THE NEW YORK TIMES, March 30, 1936

* German parliamentary election and referendum, 1936
* Adolph Hitler - military occupation of the Rhineland


The top of the front page has a two column headline: "HITLER GETS BIGGEST VOTE; MANY BLANKS COUNTED IN; 542,953 ARE INVALIDATED" with subheads. (see)
Other news, sports and advertisements of the day. Complete with all 40 pages, rag edition in nice condition.
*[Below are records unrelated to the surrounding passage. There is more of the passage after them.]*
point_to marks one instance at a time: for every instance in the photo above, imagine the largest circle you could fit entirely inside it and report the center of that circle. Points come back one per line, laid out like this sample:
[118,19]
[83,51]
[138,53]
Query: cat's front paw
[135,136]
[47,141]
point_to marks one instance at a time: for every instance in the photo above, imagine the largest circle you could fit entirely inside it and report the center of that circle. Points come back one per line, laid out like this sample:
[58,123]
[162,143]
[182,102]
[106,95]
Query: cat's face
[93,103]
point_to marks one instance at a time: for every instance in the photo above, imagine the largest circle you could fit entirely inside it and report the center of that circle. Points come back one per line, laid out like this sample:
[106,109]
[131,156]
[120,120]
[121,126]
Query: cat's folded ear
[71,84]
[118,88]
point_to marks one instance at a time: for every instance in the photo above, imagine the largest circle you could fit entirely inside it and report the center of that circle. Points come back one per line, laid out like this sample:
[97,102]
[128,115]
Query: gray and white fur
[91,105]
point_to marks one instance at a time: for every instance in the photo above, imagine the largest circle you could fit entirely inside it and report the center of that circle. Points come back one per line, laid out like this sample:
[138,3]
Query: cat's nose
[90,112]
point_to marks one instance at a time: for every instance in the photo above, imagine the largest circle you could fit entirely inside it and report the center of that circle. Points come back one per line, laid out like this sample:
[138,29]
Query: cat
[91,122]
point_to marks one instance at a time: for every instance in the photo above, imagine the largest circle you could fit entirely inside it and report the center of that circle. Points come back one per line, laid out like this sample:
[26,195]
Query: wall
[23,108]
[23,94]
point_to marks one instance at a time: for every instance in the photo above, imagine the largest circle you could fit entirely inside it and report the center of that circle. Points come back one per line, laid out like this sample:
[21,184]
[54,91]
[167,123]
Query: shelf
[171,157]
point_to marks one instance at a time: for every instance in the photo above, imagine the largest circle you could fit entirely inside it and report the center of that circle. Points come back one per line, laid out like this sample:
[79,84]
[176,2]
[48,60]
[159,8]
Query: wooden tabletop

AI notes: The event commonly associated with March 30, 1936 was the official reporting of results from the German Reichstag election and referendum held on March 29, 1936, a tightly controlled plebiscitary vote under Adolf Hitler’s Nazi dictatorship rather than a genuine democratic election. Voters were presented with a single, Nazi-approved list of Reichstag candidates and simultaneously asked to endorse Hitler’s remilitarization of the Rhineland, carried out earlier that month in defiance of the Treaty of Versailles. With all opposition parties banned, the press and campaign environment monopolized by the regime, and large segments of the population—most notably Jews—already disenfranchised, the ballot offered no real choice. The regime announced an implausibly high turnout of nearly 99 percent and an approval vote of roughly 98–99 percent, results publicized on March 30 as proof of overwhelming national unity behind Hitler’s leadership and foreign policy. In reality, the vote functioned as propaganda to legitimize Nazi rule at home and project popular support abroad, illustrating how elections in Germany after 1933 had been transformed into instruments of authoritarian control rather than expressions of popular sovereignty.